In terms of hydrogen applications outside the mining sector, the study is also focusing on the feasibility within transport and along freight corridor. “Logistics and mobility are viewed as low hanging fruit and will achieve decarbonisation objectives relatively quickly,” says Giordano.

ENGIE is therefore hosting conversations with the mobility sector, such as heavy duty truck companies, port operators, mining vehicle companies, rail operators, and bus manufacturers.

Public buildings and data centres, the chemical sector, iron and steel, cement and aluminium companies are also included in the study.

Giordano says: “We are considering opportunities for the valorisation of hydrogen and derived alternative fuels both in the domestic market and for export.

“On the export side, it is important to consider which SA ports would be more suitable for export.

“In our study we are looking into the potential of the Richards Bay port to serve as an export hub, but there are other ports outside the perimeter of our H2 valley that could be good – or better – alternatives; such as Saldanha Bay, Ngqura, Boegoebaai.
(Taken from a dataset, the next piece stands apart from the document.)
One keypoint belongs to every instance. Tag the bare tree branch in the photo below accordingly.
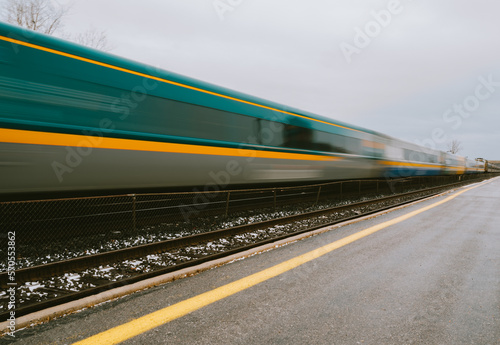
(94, 39)
(37, 15)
Investigation is ongoing.”

Currently, the plan is to ensure a number of pilots are fully functional by 2030 and from there, other activities will be developed.

Hubs around the world

The hub concept, although deployed somewhat differently around the world to accommodate regional requirements, can be seen as a kind of hydrogen development blueprint.

Lefevre-Marton explains that all these pilot projects study the economic potential for hydrogen hubs in a given region.

They are all co-funded by public and private actors, thereby emphasising the common theme of collaboration.

He adds: “These hubs offer two main merits; namely, ensuring sufficient demand to allow economies of scale and build supply and demand in close proximity, thereby avoiding unnecessary transport costs, which makes it more competitive”.

Currently, ENGIE Impact is working on hydrogen pilots around the world, such as in Portugal, for a single hub of more concentrated industrial actors, as well as investigating industrial clusters in the UK.

Hydrogen’s vision

The advantages of these hubs are salient, especially in decarbonising hard-to-abate sectors; however, some countries are notorious for having sticky legislative frameworks that are a challenge to navigate.

“Ultimately, the vision created by the study is used to align the government and private sector by showing all actors the commercial and environmental opportunities,” says Giordano. “Policy adjustments become possible when governments understand the benefits.”

Lefevre-Marton makes the comparison to the renewables growth over the past decade. When renewable energy first began to gain momentum, naysayers were common and regulations were restrictive.

However, as the LCOE went down, regulations shrank and renewable energy became ubiquitous.

“It’s not an easy process: it requires heavy investment to get the costs down – as was seen in the development of the renewables industry. However, once you start gaining momentum, it will speed up”. He adds that the hydrogen hub pilot projects will encourage more rapid growth of hydrogen innovation and adoption, causing a development leapfrog that renewables could have only dreamt of.